フェアプレーポイントをアンフェアなやり方で奪い取った──世界からそんな批判が集まった、6月28日のW杯グループステージ「日本対ポーランド」。熱心なサポーターも予想できなかった、後味の悪い戦いとなってしまったことは否めないかも。勝ち点、得失点差、総得点など、すべてが同条件の場合に適用され、警告(イエローカード)の数で優劣が決まる、今大会から導入されたフェアプレーポイント。結局、セネガルよりイエローが2枚少なかった日本が、史上初のこの制度で決勝トーナメントに進出。試合後ににわかサポーターで盛り上がる渋谷では、喜びのあまり(?)警官の帽子を奪って逮捕者も出たほどの大騒ぎに。

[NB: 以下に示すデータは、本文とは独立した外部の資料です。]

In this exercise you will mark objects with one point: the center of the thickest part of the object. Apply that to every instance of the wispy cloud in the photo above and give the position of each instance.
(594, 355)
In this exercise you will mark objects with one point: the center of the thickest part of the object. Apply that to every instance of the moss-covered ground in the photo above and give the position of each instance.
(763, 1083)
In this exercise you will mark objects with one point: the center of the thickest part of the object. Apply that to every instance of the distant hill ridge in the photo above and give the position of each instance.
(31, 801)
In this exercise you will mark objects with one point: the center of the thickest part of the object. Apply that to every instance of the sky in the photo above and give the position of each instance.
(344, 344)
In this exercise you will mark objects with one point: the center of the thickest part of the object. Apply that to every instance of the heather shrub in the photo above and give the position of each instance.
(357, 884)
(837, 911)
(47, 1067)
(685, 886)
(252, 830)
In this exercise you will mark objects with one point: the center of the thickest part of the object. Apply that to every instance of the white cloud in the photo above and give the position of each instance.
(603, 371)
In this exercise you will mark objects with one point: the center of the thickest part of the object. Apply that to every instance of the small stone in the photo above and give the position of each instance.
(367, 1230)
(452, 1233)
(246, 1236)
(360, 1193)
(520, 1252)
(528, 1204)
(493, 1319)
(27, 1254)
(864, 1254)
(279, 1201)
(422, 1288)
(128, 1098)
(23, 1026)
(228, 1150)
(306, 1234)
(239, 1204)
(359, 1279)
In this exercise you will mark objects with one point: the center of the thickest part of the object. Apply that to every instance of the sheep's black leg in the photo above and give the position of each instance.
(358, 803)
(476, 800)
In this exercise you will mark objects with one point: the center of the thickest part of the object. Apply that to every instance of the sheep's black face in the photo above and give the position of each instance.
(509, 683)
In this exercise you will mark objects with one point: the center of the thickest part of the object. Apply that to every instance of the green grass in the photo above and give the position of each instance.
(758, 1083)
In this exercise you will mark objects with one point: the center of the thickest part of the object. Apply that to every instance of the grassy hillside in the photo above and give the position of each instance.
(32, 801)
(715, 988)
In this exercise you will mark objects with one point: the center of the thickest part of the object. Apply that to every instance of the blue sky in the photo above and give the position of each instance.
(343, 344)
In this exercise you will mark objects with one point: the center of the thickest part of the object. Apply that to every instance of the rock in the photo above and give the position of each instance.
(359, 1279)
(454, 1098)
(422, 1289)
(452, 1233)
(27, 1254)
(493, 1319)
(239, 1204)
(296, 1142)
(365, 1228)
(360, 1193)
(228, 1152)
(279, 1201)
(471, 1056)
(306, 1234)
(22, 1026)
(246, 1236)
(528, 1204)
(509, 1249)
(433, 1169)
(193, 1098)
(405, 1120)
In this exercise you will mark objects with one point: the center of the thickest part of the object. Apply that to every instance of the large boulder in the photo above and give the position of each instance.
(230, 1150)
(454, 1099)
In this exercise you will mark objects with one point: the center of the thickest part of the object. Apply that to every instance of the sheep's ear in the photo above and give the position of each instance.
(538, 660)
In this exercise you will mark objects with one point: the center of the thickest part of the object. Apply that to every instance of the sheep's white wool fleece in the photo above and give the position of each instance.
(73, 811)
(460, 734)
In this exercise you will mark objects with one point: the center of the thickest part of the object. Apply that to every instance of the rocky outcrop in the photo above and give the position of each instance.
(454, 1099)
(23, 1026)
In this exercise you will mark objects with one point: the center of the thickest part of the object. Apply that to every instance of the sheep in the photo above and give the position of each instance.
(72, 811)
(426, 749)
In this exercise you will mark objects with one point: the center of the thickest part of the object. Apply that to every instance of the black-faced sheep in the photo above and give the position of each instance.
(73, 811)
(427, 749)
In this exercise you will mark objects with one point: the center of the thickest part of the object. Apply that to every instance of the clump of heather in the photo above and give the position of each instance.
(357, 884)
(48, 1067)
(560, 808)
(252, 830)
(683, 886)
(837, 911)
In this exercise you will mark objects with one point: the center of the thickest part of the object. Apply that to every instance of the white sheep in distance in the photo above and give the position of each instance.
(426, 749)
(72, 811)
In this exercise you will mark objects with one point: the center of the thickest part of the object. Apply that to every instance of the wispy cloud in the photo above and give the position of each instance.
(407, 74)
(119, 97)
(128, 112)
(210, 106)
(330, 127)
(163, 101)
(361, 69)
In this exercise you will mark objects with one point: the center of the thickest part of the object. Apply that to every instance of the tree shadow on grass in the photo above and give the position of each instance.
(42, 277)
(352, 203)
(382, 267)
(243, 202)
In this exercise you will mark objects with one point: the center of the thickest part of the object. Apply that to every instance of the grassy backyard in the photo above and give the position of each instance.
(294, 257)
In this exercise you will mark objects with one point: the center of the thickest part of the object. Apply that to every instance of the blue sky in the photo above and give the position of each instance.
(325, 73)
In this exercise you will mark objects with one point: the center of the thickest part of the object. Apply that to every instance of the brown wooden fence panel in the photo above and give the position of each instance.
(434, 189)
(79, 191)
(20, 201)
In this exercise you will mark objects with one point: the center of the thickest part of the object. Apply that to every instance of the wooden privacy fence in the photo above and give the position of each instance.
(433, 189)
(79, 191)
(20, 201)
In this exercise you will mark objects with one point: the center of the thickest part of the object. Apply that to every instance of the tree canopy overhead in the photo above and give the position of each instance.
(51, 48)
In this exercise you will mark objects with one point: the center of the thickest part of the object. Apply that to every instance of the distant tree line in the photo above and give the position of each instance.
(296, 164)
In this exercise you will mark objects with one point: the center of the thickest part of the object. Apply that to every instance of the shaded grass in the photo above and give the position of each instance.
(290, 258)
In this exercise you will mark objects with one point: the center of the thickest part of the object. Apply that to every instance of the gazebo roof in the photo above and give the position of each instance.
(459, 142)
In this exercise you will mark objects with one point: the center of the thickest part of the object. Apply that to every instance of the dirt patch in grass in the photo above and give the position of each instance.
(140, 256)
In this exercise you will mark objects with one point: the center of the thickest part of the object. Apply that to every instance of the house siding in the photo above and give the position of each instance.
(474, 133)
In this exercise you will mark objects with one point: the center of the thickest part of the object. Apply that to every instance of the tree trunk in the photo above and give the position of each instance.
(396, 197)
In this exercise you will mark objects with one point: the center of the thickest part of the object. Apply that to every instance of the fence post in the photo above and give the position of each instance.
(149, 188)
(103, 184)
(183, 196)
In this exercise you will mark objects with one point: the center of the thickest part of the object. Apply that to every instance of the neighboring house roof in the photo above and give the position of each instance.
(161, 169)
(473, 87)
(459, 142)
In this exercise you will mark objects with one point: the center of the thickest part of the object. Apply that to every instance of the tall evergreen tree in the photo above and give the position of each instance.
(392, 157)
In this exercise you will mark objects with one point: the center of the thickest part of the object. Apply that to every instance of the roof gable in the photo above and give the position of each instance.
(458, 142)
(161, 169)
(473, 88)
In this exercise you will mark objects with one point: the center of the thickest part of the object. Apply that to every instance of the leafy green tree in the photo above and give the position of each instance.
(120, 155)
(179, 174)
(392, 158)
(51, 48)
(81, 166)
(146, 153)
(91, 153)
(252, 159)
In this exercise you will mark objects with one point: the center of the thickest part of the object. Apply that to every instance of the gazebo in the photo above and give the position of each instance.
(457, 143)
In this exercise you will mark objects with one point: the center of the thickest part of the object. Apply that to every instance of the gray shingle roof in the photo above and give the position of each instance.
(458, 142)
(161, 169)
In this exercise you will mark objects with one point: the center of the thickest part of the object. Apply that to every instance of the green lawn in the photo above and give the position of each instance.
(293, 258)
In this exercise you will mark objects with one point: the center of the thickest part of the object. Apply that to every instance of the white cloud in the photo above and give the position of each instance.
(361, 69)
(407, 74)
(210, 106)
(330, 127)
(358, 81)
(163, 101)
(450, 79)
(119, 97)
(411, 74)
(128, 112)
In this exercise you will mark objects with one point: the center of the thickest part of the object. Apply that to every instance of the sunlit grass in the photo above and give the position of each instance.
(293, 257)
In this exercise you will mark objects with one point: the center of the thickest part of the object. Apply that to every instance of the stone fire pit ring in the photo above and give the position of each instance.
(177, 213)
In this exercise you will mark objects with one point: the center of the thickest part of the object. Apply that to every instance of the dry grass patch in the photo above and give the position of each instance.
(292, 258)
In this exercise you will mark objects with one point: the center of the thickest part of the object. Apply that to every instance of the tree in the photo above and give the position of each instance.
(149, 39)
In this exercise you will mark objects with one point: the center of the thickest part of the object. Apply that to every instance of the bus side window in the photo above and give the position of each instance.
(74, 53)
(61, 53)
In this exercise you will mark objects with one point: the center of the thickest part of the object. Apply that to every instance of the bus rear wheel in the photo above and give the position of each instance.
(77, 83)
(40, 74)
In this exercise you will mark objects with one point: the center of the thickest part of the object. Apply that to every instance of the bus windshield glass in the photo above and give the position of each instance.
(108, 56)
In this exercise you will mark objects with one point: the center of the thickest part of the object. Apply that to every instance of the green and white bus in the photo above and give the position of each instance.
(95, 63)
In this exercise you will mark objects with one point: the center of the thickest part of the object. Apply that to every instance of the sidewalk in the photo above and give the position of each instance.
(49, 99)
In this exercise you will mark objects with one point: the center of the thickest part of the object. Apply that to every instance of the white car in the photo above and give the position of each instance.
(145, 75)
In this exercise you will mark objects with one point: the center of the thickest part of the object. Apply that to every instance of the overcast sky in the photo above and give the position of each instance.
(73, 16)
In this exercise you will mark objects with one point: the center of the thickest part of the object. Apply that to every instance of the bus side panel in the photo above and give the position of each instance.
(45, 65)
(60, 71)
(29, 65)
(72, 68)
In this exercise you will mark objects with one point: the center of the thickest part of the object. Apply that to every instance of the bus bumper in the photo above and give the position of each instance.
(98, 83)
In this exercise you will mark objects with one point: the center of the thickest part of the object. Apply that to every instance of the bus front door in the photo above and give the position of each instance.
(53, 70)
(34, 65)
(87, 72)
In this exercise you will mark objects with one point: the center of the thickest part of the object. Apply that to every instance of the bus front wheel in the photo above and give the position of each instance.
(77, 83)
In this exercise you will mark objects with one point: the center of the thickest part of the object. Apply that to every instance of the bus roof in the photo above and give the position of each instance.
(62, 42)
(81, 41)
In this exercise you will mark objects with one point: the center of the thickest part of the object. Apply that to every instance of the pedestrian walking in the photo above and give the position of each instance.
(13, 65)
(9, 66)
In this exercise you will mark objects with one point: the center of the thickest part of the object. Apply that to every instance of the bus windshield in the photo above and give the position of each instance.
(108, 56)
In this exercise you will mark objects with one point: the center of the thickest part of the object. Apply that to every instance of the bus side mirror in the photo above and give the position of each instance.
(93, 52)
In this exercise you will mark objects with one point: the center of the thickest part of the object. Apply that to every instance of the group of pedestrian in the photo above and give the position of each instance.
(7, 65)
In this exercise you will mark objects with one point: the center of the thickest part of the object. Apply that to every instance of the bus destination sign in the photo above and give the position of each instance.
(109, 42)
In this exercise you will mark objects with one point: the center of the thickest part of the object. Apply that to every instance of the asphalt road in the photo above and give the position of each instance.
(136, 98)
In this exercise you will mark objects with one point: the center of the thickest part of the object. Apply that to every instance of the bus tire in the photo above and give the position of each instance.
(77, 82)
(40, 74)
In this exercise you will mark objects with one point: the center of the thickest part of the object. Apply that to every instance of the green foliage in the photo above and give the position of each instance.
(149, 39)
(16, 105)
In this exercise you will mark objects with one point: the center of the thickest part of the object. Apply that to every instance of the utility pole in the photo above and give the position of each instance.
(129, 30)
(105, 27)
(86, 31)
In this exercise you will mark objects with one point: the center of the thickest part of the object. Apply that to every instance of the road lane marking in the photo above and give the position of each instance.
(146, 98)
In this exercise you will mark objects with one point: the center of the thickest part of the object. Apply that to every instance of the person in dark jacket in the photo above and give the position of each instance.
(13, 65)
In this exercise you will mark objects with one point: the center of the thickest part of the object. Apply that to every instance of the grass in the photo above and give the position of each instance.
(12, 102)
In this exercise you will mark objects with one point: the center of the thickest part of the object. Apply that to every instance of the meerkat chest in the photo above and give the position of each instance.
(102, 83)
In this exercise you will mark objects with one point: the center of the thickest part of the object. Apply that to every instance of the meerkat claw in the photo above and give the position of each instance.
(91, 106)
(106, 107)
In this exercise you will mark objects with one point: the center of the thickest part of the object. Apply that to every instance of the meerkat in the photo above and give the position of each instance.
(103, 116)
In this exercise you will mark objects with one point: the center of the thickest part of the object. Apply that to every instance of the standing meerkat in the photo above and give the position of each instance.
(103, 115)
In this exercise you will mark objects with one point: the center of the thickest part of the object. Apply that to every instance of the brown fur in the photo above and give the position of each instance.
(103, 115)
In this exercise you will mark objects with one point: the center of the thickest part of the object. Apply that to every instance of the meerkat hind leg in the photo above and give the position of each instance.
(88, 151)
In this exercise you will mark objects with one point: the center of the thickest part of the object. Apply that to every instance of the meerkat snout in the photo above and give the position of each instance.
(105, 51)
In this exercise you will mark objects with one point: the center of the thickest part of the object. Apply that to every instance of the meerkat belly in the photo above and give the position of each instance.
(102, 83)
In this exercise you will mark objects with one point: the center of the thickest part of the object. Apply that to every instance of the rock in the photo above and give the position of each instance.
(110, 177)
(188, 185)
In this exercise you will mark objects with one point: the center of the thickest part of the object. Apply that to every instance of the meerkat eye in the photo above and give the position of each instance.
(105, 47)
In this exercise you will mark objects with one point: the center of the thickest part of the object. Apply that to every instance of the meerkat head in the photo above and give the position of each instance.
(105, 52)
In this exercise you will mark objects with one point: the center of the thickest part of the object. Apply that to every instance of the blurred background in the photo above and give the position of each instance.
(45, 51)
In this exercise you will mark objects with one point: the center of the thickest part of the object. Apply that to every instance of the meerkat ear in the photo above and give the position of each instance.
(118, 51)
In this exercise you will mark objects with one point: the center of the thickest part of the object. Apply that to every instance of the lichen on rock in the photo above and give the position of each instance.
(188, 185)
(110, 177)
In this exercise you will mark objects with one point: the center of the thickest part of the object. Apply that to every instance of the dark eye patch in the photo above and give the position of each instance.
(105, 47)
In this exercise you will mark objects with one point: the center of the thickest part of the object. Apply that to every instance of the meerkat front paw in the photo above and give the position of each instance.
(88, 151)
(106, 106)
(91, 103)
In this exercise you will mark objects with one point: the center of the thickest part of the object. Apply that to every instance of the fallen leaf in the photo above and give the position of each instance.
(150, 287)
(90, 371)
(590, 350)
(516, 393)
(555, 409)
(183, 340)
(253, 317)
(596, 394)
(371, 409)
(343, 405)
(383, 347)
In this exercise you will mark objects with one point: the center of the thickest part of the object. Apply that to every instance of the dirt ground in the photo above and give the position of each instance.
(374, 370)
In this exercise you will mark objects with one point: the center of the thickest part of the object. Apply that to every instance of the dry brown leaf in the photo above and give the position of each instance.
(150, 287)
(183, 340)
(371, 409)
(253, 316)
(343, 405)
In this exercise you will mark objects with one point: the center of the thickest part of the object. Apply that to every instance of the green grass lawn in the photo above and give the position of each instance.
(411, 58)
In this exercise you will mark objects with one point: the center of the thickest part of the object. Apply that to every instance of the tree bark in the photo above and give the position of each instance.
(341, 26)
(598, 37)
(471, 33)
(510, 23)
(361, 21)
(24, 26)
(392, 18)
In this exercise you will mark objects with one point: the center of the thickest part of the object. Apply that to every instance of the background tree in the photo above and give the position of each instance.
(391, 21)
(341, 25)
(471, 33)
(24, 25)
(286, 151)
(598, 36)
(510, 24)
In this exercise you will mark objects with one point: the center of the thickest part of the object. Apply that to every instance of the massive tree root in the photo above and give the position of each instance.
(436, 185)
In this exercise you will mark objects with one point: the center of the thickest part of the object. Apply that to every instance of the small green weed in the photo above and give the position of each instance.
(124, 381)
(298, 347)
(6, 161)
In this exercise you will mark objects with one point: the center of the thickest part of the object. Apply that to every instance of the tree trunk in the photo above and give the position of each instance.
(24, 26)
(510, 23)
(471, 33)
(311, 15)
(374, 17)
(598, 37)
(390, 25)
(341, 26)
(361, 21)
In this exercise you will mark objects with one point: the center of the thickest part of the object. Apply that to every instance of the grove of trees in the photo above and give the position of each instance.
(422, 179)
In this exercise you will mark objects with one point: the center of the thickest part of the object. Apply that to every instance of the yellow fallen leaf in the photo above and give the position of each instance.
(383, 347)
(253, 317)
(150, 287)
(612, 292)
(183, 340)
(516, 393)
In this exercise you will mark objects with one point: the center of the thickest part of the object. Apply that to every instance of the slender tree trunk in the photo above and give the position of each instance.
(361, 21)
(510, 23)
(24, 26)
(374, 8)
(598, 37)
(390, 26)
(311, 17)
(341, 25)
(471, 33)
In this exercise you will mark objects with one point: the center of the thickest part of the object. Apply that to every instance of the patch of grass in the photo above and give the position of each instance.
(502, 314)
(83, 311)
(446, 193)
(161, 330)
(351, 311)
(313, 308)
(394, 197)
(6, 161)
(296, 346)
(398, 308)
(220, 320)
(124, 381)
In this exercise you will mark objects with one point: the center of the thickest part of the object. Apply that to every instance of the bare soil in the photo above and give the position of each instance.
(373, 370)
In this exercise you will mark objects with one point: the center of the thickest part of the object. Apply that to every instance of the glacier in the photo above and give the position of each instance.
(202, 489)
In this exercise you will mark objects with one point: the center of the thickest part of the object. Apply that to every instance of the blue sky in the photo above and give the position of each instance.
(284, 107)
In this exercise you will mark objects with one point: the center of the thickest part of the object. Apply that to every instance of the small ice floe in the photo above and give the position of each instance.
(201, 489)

「渋谷に関しては、あのような試合の終わりかたでよくそこまでテンションが上がるものだと思いましたが、もしかしたらイラ立ちによるテンションかも(笑)。そうも思えてしまうほど、見ているこちらも歯がゆい試合でした。実際ネット上でも『初めて応援したけどクソつまらなかった』『負けてるチームのボール回しは初めて見た』『ラグビーやバスケットボールでは絶対に不可能な談合』など、国内からも思った以上の批判がありましたから、世界のメディアが日本をバッシングするのは当然でしょうね。『他の国だってやったはずだ』と擁護する声も少なからずありますが、どう言おうとも実際にやったのは日本代表。その“タラレバ”は説得力ありません。それまでの2戦で世界にサムライブルー魂を見せつけ、評価がうなぎ上りだっただけに、悔しい気持ちだったファンも多いことでしょう」(スポーツ紙記者)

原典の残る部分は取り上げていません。